Les projets d'énergie électrique à forte intensité de terres en particulier prennent de l'ampleur alors que les gouvernements et les dirigeants de l'industrie cherchent à transformer les usines de charbon désaffectées en de nouveaux centres de profit. Entre 2006 et 2015, la production de granulés de bois pour l'utilisation de la biomasse a quadruplé pour atteindre 26 millions de tonnes. À l'échelle mondiale, La demande de granulés de bois commercialisés dans le monde et destinés à être utilisés dans des centrales au charbon en voie de disparition ou de nouvelles centrales bioénergétiques dédiées devrait augmenter de 250 % d'ici 2027.
"Notre évaluation montre qu'avant que l'UE et d'autres pays s'engagent dans des décennies d'expansion de cette technologie, ils doivent appuyer sur le bouton pause pour reconnaître que la bioénergie augmente en fait les émissions de carbone et pour évaluer l'impact inquiétant de l'augmentation spectaculaire de la bioénergie sur la ressource la plus contestée au monde :la terre, " dit Reid. " Notre besoin de nourriture, la conservation et la restauration des forêts sont tout simplement incompatibles avec des projets bioénergétiques considérablement élargis nécessitant des terres. »
L'étude présente une trajectoire bioénergétique que les décideurs politiques peuvent utiliser pour encourager la bioénergie durable tout en ouvrant la porte à de nouvelles technologies pour remplacer la bioénergie à forte intensité de terre dans un avenir très proche. Ces recommandations incluent une meilleure comptabilisation des émissions réelles de carbone associées à l'utilisation de la biomasse, privilégier la biomasse issue des déchets, les résidus ou les pratiques de gestion des terres qui améliorent le stockage du carbone, et fournir des incitations pour le stockage de l'énergie, technologies de captage direct de l'air, et des alternatives à faible émission de carbone aux combustibles fossiles.

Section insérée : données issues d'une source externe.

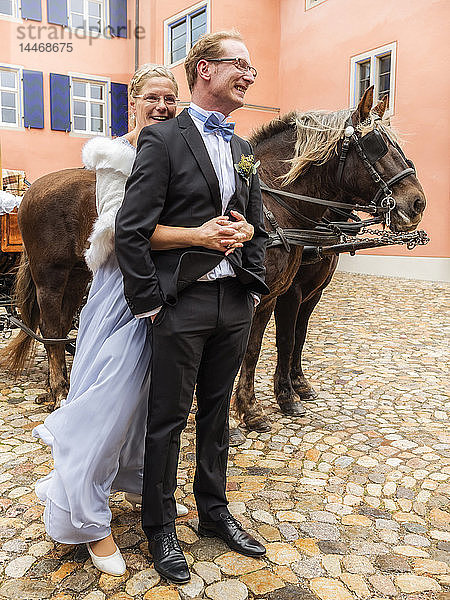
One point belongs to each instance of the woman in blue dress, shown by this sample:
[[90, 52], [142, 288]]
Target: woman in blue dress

Par dessus tout, les auteurs soutiennent que les projets de bioénergie devraient être évités s'ils impliquent des forêts naturelles, comme la conversion de forêts naturelles en plantations bioénergétiques, ou utiliser les terres les mieux adaptées aux cultures vivrières. Et les auteurs avertissent que les affirmations selon lesquelles les projets de bioénergie sont une forme d'énergie à zéro carbone devraient être accueillies avec scepticisme.
« Une bioénergie appropriée peut jouer un rôle important dans la résolution de la crise climatique et l'amélioration des écosystèmes, mais si les tendances actuelles de la bioénergie se poursuivent au cours des prochaines décennies sans relâche, poussés par des incitations à l'énergie propre bien intentionnées mais mal conçues, les contribuables et les investisseurs peuvent se retrouver à dépenser des dizaines de milliards de subventions publiques pour alimenter un carburant destiné à la corbeille de l'histoire, au lieu d'orienter ces investissements vers des paris sûrs pour un avenir zéro carbone, comme le solaire et l'éolien, " dit Reid.